Llama la atención que esta acción esté firmada por un magistrado, avalada por un fiscal y ejecutada por policías, todos ellos funcionarios públicos que deberían conocer y proteger nuestra Constitución. Su acción y su ignorancia dañan por descrédito a la judicatura y a la Justicia, porque el desconocimiento que han demostrado sobre el derecho fundamental al secreto profesional de los periodistas, no es admisible.

También escandaliza alguna declaración que señala que no es para tanto, pues ya se han realizado registros de despachos de abogados. Lo cierto es que el secreto profesional de los periodistas es diferente del secreto de los abogados. El letrado debe guardar sigilo sobre aquello que su cliente (que es conocido) le ha contado o revelado, con escasas excepciones establecidas en la Ley (para defenderse de la acusación de su propio cliente, blanqueo de capitales cuando el propio letrado participa en la actividad delictiva…). Se trata de un derecho y un deber. El secreto profesional del periodista es distinto, pues tiene derecho a guardar secreto sobre la identidad de sus fuentes, no sobre aquello que le han contado y que presumiblemente se publicará para conocimiento de todos. Y decimos que tiene derecho porque no existe un deber jurídico, aunque sí deontológico, pues si un periodista es engañado por su fuente, puede revelar su identidad. Sin embargo, todo buen periodista sabe que una parte importante de su trabajo se encuentra en las fuentes. Sin ellas, el periodismo se convierte en mero escribir sin fundamento real. La realidad y la noticia son las que marcan su actividad.
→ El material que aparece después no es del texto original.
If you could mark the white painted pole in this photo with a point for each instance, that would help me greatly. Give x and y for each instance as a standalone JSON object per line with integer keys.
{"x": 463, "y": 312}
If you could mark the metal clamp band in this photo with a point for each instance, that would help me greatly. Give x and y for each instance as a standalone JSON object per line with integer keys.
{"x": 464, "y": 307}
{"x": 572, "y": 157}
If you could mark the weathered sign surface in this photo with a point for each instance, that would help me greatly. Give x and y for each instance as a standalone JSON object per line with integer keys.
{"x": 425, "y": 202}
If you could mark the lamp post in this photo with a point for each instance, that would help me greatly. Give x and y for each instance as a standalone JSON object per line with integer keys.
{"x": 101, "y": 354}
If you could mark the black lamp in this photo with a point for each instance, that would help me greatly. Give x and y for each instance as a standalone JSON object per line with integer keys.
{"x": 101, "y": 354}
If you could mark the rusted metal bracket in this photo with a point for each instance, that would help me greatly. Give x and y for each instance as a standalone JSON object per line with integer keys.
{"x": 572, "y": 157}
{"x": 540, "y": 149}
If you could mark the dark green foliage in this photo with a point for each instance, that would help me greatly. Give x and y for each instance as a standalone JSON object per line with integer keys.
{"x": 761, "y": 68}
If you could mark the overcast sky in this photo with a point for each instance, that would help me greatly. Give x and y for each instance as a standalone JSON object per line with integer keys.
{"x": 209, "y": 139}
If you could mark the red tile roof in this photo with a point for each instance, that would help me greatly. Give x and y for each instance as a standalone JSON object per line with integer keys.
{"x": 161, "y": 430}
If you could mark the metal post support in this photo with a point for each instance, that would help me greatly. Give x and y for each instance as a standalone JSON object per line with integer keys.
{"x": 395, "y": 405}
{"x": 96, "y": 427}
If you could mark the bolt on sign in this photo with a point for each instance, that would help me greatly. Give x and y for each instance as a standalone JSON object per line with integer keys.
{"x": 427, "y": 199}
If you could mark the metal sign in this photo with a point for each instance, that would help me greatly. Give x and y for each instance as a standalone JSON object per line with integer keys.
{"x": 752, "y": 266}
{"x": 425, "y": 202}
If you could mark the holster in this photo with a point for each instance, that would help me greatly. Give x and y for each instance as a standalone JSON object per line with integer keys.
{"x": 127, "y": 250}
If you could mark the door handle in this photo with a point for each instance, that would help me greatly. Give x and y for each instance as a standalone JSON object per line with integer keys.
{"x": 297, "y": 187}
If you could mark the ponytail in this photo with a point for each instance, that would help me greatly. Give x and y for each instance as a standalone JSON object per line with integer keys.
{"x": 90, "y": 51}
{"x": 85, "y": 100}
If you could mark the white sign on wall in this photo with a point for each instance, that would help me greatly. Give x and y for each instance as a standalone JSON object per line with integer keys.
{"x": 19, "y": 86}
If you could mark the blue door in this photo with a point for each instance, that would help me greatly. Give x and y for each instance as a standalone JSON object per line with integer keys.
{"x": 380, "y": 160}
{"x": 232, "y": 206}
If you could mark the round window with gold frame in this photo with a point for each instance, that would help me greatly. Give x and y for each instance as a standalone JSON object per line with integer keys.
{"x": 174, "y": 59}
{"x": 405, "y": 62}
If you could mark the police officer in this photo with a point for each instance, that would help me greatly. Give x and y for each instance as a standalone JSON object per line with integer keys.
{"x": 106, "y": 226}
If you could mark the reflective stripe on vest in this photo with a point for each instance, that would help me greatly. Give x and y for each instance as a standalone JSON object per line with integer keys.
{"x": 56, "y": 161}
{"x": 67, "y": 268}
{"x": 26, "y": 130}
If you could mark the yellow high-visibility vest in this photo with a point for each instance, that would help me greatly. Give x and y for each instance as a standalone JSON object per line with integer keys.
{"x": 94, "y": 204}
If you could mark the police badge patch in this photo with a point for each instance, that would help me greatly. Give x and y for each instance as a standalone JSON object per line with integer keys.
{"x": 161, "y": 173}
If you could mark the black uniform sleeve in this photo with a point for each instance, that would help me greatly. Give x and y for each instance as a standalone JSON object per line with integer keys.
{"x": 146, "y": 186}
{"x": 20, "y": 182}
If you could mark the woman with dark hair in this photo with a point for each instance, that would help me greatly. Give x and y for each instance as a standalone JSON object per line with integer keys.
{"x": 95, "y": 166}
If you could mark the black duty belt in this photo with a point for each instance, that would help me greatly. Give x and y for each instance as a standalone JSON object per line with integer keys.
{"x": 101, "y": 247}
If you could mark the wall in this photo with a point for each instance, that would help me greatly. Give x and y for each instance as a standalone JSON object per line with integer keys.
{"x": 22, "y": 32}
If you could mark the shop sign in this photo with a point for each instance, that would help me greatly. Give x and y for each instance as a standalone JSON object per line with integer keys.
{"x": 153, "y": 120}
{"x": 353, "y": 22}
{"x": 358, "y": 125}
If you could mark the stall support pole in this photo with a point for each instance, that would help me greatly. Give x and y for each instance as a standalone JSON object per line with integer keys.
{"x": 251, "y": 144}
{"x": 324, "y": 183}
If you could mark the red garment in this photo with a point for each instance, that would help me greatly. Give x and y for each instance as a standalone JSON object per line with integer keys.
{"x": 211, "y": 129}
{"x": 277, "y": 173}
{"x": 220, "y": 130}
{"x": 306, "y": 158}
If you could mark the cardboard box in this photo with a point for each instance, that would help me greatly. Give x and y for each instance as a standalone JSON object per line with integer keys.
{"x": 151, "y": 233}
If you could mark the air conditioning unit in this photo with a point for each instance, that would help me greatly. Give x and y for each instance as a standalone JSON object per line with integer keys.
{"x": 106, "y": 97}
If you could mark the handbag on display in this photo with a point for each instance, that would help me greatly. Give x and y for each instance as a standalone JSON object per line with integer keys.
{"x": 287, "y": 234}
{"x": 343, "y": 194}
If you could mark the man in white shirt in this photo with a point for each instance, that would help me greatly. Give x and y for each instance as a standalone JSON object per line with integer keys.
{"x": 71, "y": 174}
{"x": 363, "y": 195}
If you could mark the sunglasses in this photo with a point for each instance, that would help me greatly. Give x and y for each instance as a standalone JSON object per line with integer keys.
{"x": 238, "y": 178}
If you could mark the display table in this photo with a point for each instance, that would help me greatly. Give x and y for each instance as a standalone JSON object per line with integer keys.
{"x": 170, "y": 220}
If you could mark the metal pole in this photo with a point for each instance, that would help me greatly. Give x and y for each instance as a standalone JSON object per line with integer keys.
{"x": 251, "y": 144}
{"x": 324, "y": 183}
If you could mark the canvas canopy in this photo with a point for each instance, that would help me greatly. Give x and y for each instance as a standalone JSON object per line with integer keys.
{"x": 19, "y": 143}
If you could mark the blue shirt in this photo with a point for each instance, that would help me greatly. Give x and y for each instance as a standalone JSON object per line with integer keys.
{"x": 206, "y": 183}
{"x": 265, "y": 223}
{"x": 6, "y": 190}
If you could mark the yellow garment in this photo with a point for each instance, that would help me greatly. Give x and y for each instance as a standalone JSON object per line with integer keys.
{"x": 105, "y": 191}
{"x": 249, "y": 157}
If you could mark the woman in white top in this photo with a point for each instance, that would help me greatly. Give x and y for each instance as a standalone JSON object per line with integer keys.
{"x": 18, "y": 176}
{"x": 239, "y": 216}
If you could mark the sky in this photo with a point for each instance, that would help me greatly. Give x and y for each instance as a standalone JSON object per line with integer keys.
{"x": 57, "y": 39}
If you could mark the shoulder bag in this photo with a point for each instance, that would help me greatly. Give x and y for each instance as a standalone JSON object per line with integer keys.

En nuestra Constitución se reconoce y protege el derecho “a comunicar o recibir libremente información veraz por cualquier medio de difusión. La ley regulará el derecho a la cláusula de conciencia y al secreto profesionalen el ejercicio de estas libertades” (párrafo d. del apartado 1º del artículo 20). En esa última frase encontramos dos derechos constitucionales de los profesionales de la información: la cláusula de conciencia regulado por la Ley Orgánica 2/1997, de 19 de junio, reguladora de la cláusula de conciencia de los profesionales de la información, y el secreto profesional, que aún no ha sido regulado por Ley Orgánica. Sin embargo, al tratarse nuestra Constitución de una norma de aplicación directa, aunque no exista norma que lo desarrolle este derecho es directamente accionable ante los tribunales. Hasta ahora su invocación ante un juez o tribunal bastaba para proteger al periodista.

El secreto profesional es esencial en un sistema democrático, pues de otra forma las fuentes no acudirían a los profesionales de la información y no fluiría información hacia los medios, sea la radio, la televisión, la prensa o los digitales. En definitiva, si no se protege este derecho, se está cegando a los informadores, y ello supone una quiebra en su función de contrapoder, propia de la libertad de información. Indudablemente quebraría la libertad de información, esencial en la creación de una opinión pública libre, que es imprescindible en una auténtica democracia. Ésta es una afirmación constante en nuestro Tribunal Constitucional y en otros órganos jurisdiccionales como la Corte Suprema de los Estados Unidos de América o el Tribunal Europeo de Derechos Humanos.

Esperemos que la resolución de su señoría, claramente desproporcionada a la finalidad buscada, no sea el principio de un proceso de restricción de la libertad de información sino una aislada metedura de pata, para lo cual es imprescindible “sacar la pata”, devolviendo todo a su lugar, y “pedir perdón”.